All of lore.kernel.org
 help / color / mirror / Atom feed
From: Thomas Monjalon <thomas@monjalon.net>
To: Rongwei Liu <rongweil@nvidia.com>,
	Andrew Rybchenko <andrew.rybchenko@oktetlabs.ru>
Cc: dev@dpdk.org, matan@nvidia.com, viacheslavo@nvidia.com,
	orika@nvidia.com,  jerinjacobk@gmail.com,
	stephen@networkplumber.org, rasland@nvidia.com,
	Ferruh Yigit <ferruh.yigit@amd.com>,
	jerinj@marvell.com
Subject: Re: [PATCH v4 2/3] ethdev: add standby state for live migration
Date: Wed, 01 Feb 2023 09:27:49 +0100	[thread overview]
Message-ID: <2738874.BEx9A2HvPv@thomas> (raw)
In-Reply-To: <798721cd-92b8-3ee1-0aaa-20a63bb1cd67@oktetlabs.ru>

01/02/2023 08:52, Andrew Rybchenko:
> On 1/18/23 18:44, Rongwei Liu wrote:
> > +* **Added process state in ethdev to improve live migration.**
> > +
> > +  Hot upgrade of an application may be accelerated by configuring
> > +  the new application in standby state while the old one is still active.
> > +  Such double ethdev configuration of the same device is possible
> > +  with the added process state API.
> > +
> 
> Will we have the same API for other device classes? Any ideas
> how to avoid duplication? (I'm afraid we don't have generic
> place to put such functionality).

It could be needed to have such feature in other classes, yes.
That's a device feature, so it must be in each class,
with different flags/options per class.

> > +	/* Check if all devices support process role. */
> > +	RTE_ETH_FOREACH_DEV(port_id) {
> > +		dev = &rte_eth_devices[port_id];
> > +		if (*dev->dev_ops->process_set_role != NULL &&
> > +			*dev->dev_ops->dev_infos_get != NULL &&
> > +			(*dev->dev_ops->dev_infos_get)(dev, &dev_info) == 0 &&
> > +			(dev_info.dev_capa & RTE_ETH_DEV_CAPA_PROCESS_ROLE) != 0)
> 
> Why do we need both non-NULL callback and dev_capa flag?
> Isn't just non-NULL callback sufficient?

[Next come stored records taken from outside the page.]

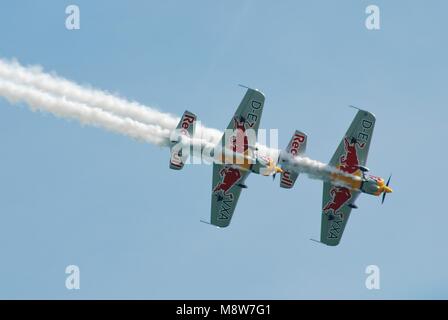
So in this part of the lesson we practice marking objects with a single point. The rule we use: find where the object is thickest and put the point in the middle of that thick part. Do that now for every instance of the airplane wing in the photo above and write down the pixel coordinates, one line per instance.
(227, 184)
(228, 177)
(335, 213)
(354, 147)
(241, 133)
(337, 201)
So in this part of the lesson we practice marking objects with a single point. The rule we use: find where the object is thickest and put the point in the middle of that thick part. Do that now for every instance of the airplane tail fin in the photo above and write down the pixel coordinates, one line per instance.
(296, 147)
(186, 127)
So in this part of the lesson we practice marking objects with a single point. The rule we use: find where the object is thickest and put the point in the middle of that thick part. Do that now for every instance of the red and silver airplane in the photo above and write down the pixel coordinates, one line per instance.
(237, 156)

We could have a callback returning ENOTSUP.
Anyway we need the capability for application query.

> > +			continue;
> > +		rte_errno = ENOTSUP;
> > +		return -rte_errno;
> > +	}
> > +	/* Call the driver callbacks. */
> > +	RTE_ETH_FOREACH_DEV(port_id) {
> > +		dev = &rte_eth_devices[port_id];
> > +		if ((*dev->dev_ops->process_set_role)(dev, standby, flags) < 0)
> 
> Please, add error logging on failure.

good idea

> 
> > +			goto failure;
> 
> IMHO it would be useful to have info logs on success.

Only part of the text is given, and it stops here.